Elephantomyia (Elephantomyia) longirostris is known from the holotype specimen, collection number MB.J.337, along with ten further adults which are preserved as inclusions in transparent Baltic amber. As of 2015, nine of the amber specimens were included in the collections of the Polish Academy of Sciences, while another was housed at the Natural History Museum Humboldt University, and the last resided in a private collection. Baltic amber is recovered from fossil bearing rocks in the Baltic Sea region of Europe. Estimates of the age date between 37 million years old, for the youngest sediments and 48 million years old. This age range straddles the middle Eocene, ranging from near the beginning of the Lutetian to the beginning of the Pribonian.
E. longirostris is one of six crane fly species in the genus Elephantomyia described from the Baltic amber, the others being E. baltica, E. bozenae, E. brevipalpa, E. irinae, and E. pulchella. All six species are placed into the Elephantomyia subgenus Elephantomyia based on the lack of tibial spurs and by several aspects of the wing morphology.

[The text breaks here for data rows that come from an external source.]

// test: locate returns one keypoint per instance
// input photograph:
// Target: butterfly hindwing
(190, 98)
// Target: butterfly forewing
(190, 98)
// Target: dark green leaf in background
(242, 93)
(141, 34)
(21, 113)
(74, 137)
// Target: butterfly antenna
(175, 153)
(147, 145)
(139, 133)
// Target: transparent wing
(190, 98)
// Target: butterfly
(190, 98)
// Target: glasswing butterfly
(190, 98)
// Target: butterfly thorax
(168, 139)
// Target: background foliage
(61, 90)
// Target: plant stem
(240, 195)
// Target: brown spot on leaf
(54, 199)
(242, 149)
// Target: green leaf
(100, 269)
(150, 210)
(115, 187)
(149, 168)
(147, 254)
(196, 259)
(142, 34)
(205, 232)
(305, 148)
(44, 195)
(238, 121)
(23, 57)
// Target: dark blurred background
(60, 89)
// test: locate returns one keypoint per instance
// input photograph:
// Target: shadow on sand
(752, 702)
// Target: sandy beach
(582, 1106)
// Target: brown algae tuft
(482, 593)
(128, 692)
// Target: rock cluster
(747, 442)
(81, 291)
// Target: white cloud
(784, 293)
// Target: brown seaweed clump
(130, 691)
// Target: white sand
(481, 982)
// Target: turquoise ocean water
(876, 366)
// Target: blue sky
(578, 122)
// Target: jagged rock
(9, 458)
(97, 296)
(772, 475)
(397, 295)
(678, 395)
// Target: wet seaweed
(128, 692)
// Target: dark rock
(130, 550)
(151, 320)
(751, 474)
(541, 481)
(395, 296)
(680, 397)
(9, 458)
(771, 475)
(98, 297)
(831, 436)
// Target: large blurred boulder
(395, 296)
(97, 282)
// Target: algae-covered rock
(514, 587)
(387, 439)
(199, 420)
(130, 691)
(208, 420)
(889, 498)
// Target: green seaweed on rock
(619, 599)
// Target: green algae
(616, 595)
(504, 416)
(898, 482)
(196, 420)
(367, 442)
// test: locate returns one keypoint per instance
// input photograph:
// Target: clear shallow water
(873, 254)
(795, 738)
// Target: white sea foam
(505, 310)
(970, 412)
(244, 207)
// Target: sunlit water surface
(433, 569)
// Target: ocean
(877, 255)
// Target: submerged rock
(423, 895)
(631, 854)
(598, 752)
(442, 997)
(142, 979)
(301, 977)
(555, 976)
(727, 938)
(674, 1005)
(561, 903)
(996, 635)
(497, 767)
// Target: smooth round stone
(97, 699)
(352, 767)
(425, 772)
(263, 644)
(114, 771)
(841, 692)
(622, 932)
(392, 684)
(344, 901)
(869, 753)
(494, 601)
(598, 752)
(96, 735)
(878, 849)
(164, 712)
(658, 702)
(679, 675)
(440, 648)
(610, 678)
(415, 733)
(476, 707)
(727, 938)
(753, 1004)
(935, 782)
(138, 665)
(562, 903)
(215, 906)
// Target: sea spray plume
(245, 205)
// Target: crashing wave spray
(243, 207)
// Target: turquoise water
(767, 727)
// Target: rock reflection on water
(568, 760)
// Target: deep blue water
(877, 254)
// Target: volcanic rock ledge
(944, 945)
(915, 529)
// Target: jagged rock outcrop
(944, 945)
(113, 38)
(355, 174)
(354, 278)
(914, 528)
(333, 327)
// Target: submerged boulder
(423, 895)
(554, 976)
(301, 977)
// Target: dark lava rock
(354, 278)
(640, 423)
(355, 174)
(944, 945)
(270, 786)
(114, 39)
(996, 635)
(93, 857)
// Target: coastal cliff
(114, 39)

The fossil was first studied by entomologist Hermann Loew of the Germany, with his type description of the new species being published in 1851 as Toxorhina longirostris, though he published the nomen nudum name a year earlier. The species was moved to the genus Limnobiorhynchus in 1860 by Carl Robert Osten-Sacken, and later moved by Osten-Sacken again, this time to the genus Elephantomyia. The fossils were reexamined and the species redescribed in 2015 by paleoentomologist Iwona Kania of the University of Rzeszów, who examined the holotype and the ten additional specimens. Kania noted that two of the specimens Loew had placed into the species did not match the type description or redescription well, each having a notably short rostrom. Further study of the two was suggested to clarify the species and genus they belong to.